4. Error taxonomy + retry policy (`network`, `provider`, `tool`, `validation`)
5. Profile-based session factory with safe fallback
6. Auto quality gate for final output sections

## P2 (mid-term)

7. Transport flexibility (`cli_url`, `use_stdio`, `port`) for deployment resilience
8. Azure provider path completion
9. Foreground session lifecycle support for advanced multi-session control

---

## 5) Suggested valves for stability/friendliness

- `AGENT_PROFILE`: `default | builder | analyst | reviewer`
- `ENABLE_USER_INPUT_REQUEST`: `bool`
- `DEFAULT_USER_INPUT_ANSWER`: `str`
- `TOOL_CALL_TIMEOUT_SECONDS`: `int`
- `MAX_RETRY_ATTEMPTS`: `int`
- `ENABLE_SAFE_TOOL_GUARD`: `bool`
- `ENABLE_PHASE_STATUS_EVENTS`: `bool`
- `ENABLE_FRIENDLY_FAILURE_TEMPLATE`: `bool`

---

## 6) Failure playbooks (practical)

## Playbook A — Provider timeout

- Retry once if request is idempotent.
- Downgrade reasoning effort if timeout persists.
- Return concise fallback and preserve partial result.

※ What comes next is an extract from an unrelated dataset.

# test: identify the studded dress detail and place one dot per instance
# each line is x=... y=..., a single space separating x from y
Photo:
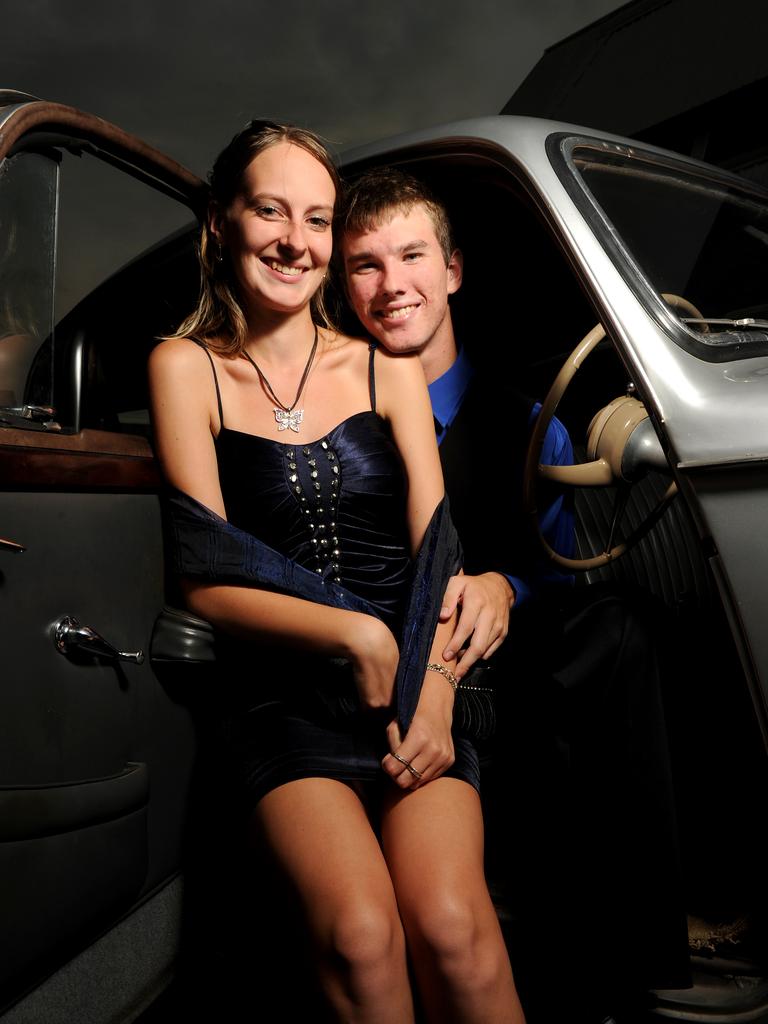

## Playbook B — Tool argument mismatch

- Block execution in `on_pre_tool_use`.
- Ask user one clarification question if recoverable.
- Otherwise skip tool and explain impact.

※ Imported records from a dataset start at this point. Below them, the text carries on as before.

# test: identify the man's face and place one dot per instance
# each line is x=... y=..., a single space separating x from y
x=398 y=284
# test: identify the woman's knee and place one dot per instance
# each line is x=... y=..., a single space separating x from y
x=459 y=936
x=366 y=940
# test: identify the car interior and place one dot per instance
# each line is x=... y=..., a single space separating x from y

## Playbook C — Large output overflow

- Save large output to workspace file.
- Return file path + short summary.
- Avoid flooding chat with huge payload.

## Playbook D — Conflicting user instructions

- Surface conflict explicitly.
- Offer 2-3 fixed choices.
- Continue only after user selection.

---

## 7) Metrics to track

- Session success rate
- Tool-call success rate
- Average recovery rate after first failure
- Clarification rate vs hallucination rate
- Mean time to first useful output
- User follow-up dissatisfaction signals (e.g., “not what I asked”)

---

## 8) Minimal rollout plan

1. Add `on_user_input_request` + `on_pre_tool_use` (feature-gated).
2. Add phase status events and friendly failure template.
3. Add retry policy + error taxonomy.
4. Add profile fallback and deployment transport options.
5. Observe metrics for 1-2 weeks, then tighten defaults.

---

## 9) Quick acceptance checklist

- Agent asks clarification only when necessary.
- No long silent period without status updates.
- Failures always include next actionable step.
- Unknown profile/provider config does not crash session.
- Large outputs are safely redirected to file.
- Final response follows a stable structure.